My gold tooth in my hand, the space it left behind
an indentation chalked with paste and sand—

My garment made of skin, held out at arm’s
length for the anatomist to see within—

My paper window shade, accordion drawn against
this faltering light: its outline parsed by fire.

 

In response to Via Negativa: Walking Dead.

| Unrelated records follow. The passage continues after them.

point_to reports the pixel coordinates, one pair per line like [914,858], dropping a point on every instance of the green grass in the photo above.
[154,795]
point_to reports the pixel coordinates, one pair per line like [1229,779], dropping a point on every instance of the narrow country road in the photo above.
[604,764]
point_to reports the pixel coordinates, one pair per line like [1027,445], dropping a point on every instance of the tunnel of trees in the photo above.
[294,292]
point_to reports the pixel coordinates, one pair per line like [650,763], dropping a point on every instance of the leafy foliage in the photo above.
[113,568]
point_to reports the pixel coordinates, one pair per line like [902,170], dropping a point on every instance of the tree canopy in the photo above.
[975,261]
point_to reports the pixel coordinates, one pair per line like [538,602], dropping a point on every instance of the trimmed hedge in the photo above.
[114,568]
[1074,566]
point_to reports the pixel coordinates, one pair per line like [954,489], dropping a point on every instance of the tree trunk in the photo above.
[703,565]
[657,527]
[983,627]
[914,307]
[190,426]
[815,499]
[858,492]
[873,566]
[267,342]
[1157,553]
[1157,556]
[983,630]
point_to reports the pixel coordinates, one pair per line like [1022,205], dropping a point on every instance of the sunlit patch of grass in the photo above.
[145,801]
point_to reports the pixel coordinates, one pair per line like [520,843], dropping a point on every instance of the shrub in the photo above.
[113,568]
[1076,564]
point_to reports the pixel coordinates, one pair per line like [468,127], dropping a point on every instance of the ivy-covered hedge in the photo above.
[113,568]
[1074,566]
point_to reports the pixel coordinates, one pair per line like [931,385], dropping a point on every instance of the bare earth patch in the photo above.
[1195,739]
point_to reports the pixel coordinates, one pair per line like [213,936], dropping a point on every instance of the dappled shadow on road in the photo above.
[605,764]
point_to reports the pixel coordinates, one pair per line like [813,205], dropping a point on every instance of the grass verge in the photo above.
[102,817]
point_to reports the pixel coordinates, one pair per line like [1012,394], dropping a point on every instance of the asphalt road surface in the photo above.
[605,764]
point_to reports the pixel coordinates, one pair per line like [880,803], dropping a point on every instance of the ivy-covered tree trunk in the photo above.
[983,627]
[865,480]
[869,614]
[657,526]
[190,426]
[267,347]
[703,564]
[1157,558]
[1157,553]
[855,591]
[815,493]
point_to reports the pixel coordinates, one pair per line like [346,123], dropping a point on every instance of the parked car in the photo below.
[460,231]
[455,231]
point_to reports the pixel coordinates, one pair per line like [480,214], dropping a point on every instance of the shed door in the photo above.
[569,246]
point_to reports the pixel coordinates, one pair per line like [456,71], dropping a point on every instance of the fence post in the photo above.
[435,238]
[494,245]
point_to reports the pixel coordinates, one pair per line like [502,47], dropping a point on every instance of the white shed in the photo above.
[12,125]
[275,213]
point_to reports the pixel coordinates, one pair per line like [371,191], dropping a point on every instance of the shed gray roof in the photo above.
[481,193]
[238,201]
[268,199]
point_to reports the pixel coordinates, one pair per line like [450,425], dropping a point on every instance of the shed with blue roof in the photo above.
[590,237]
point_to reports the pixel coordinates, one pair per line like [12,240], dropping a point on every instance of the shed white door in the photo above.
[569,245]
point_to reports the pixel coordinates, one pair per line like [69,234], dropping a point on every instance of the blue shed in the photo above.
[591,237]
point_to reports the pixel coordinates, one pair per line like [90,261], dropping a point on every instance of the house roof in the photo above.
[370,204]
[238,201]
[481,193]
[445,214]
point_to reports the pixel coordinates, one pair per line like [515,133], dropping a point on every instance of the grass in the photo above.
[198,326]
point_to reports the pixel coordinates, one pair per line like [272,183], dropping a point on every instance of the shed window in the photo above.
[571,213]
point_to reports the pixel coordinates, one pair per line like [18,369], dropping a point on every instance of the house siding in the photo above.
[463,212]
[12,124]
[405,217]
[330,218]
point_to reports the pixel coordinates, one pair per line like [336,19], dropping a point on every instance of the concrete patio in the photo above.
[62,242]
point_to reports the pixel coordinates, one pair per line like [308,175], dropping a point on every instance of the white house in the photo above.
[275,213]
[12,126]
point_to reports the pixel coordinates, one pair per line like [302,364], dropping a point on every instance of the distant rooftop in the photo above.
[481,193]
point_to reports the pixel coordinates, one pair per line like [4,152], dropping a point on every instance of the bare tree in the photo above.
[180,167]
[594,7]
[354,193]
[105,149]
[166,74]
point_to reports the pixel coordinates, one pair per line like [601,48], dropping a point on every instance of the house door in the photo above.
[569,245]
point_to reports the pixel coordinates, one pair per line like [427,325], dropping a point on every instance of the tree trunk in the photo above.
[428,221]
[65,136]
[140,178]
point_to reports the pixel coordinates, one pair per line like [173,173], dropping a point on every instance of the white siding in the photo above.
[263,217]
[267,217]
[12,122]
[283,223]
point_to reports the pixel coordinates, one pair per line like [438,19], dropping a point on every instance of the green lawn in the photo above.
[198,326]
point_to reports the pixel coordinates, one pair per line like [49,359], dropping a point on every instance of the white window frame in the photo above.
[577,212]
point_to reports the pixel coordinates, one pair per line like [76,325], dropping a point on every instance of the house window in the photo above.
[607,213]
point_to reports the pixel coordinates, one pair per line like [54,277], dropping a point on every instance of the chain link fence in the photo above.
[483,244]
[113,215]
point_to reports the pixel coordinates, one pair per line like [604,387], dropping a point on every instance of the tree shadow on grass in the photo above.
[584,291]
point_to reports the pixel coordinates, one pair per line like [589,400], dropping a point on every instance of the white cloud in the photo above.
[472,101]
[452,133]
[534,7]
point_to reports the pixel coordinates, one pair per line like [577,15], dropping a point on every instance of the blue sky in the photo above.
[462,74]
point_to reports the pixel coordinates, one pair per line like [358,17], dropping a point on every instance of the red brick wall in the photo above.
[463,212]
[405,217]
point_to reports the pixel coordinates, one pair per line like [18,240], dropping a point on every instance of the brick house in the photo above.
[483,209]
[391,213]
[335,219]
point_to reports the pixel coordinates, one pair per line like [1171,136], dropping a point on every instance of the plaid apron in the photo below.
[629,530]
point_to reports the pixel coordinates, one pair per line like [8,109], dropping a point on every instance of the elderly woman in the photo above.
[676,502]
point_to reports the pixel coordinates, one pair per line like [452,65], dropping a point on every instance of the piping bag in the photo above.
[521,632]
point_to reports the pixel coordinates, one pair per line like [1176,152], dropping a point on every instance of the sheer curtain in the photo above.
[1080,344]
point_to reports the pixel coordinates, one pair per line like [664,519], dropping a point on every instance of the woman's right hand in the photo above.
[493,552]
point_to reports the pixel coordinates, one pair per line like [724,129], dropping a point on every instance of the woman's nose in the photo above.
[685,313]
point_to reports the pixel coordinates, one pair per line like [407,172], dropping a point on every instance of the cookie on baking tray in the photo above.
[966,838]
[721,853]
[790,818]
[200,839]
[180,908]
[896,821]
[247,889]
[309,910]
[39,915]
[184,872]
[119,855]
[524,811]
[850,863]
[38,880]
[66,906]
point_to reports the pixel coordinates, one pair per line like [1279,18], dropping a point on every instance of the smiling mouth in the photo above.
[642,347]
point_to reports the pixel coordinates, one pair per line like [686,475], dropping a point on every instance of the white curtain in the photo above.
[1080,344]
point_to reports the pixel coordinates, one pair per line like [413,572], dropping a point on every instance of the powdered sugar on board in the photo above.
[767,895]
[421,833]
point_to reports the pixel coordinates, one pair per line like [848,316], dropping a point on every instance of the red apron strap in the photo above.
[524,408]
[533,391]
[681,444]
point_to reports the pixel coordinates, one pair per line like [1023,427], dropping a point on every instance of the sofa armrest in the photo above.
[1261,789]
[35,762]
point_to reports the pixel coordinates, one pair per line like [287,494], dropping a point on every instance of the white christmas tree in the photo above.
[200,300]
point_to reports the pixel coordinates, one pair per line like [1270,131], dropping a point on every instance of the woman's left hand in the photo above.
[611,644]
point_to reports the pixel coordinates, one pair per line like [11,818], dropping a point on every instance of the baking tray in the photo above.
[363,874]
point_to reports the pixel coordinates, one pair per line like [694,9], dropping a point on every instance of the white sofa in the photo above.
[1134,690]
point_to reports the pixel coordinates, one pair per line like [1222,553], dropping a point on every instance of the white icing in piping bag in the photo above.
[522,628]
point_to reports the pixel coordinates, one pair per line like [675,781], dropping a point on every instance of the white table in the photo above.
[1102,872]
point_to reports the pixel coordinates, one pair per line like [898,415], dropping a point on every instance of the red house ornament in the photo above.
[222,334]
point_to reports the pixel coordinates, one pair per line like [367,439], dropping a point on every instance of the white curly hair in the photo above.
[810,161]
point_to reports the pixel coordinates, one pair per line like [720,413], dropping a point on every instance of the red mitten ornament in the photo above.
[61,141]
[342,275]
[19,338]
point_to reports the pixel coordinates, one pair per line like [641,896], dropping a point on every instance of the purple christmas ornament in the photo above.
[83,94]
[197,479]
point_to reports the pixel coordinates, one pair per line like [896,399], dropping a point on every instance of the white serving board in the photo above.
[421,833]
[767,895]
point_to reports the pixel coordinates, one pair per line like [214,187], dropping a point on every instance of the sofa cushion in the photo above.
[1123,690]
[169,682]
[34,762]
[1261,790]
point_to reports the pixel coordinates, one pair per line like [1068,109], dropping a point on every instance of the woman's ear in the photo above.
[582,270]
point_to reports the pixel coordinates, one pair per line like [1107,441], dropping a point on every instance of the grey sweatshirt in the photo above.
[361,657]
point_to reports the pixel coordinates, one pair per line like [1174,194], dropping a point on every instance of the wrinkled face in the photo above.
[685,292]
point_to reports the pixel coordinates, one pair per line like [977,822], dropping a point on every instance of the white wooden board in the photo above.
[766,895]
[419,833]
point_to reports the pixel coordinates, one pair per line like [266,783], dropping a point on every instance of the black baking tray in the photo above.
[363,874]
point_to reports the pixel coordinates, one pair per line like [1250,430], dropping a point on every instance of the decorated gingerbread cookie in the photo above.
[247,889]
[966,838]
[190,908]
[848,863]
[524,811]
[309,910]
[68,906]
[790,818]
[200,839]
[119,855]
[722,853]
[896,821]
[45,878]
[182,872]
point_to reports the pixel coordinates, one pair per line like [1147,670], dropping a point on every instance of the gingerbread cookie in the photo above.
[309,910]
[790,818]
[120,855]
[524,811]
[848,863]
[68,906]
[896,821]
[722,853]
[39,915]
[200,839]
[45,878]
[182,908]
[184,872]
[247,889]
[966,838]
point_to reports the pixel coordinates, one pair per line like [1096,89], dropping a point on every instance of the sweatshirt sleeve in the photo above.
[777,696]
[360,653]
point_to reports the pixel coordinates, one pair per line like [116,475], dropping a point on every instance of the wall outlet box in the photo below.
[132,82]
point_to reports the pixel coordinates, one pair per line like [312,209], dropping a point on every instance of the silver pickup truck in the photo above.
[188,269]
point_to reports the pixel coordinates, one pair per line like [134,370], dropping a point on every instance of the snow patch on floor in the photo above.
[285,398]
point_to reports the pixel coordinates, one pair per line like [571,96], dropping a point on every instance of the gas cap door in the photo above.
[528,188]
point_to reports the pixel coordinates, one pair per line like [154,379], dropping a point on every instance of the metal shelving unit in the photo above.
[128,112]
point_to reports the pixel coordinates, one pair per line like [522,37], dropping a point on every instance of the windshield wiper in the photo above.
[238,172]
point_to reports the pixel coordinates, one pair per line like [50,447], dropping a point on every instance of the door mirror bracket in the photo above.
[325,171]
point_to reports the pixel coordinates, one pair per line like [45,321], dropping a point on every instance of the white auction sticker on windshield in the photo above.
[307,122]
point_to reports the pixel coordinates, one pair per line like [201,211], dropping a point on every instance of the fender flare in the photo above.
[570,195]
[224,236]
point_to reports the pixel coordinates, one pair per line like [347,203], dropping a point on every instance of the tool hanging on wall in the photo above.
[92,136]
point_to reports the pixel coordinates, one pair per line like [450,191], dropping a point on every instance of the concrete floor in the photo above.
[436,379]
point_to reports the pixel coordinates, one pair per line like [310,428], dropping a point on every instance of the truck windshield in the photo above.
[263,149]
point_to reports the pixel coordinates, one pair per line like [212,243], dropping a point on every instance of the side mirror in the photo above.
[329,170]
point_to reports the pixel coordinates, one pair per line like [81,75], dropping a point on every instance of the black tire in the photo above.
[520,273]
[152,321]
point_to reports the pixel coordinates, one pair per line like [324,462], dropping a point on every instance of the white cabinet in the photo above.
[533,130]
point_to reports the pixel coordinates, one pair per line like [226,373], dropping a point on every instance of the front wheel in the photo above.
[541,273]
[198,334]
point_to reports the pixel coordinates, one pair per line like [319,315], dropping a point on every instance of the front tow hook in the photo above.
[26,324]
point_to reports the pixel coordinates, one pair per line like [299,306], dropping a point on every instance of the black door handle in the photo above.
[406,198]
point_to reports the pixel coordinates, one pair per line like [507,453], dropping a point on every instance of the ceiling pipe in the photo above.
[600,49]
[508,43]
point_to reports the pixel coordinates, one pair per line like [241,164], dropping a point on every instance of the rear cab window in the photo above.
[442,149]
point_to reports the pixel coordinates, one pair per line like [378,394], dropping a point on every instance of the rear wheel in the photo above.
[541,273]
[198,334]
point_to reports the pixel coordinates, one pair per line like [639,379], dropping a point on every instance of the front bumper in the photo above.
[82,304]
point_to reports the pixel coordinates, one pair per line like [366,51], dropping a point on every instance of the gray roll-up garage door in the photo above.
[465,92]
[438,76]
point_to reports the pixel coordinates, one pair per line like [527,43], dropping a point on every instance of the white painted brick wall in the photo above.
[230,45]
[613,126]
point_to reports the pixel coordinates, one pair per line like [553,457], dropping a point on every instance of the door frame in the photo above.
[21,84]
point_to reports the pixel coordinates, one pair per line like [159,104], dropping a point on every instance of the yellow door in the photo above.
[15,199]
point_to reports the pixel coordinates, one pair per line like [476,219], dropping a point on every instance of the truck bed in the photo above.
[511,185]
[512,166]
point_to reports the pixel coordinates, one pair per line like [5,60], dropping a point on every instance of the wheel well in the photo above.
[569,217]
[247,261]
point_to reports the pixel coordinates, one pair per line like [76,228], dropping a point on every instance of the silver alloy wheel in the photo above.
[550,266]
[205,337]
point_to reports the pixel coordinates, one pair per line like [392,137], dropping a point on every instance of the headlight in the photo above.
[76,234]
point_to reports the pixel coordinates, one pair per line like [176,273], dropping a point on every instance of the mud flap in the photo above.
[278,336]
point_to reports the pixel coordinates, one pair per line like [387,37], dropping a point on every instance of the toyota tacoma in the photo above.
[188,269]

Instructions for Waldorf Salad

Astoria: middle class and commercial neighborhood in the northwestern corner of New York City. Borough: Queens. Astoria is bounded by the East River. Nearest are three other Queens neighborhoods: Long Island City, Sunnyside, Woodside. Astoria is patrolled by the New York City Police Department’s 114th Precinct. Astoria was first settled by the Dutch and Germans. Then the Irish came in the 19th and early 20th centuries. Now there are other ethnic settlers: Italians, Jews, Cypriots, Arabs. There is a street there called “Little Egypt.” When I go into Arab shops I think of dates, figs, pistachios; I do not think of walnuts. Oscar at the Waldorf did not put them into his original salad recipe. Someone else did, years and years later, in California. Then grapes followed. Own it, goes a slogan heard often on the lips of the young. He was Swiss. As for epicure: the word appears in all the stubs on his biography. The word comes from the late 14th century, meaning “follower of Epicurus,” after the Athenian philosopher who taught that pleasure is the highest good and virtue is the greatest pleasure. The first lesson, therefore, is apples. Apples and honey, celery slices thinned to the shape of commas. The juice and zest of a lemon. Zest licks the fingers on which the sweet dressing has spilled, as the tray is borne from kitchen to dining plaza in that famous hotel.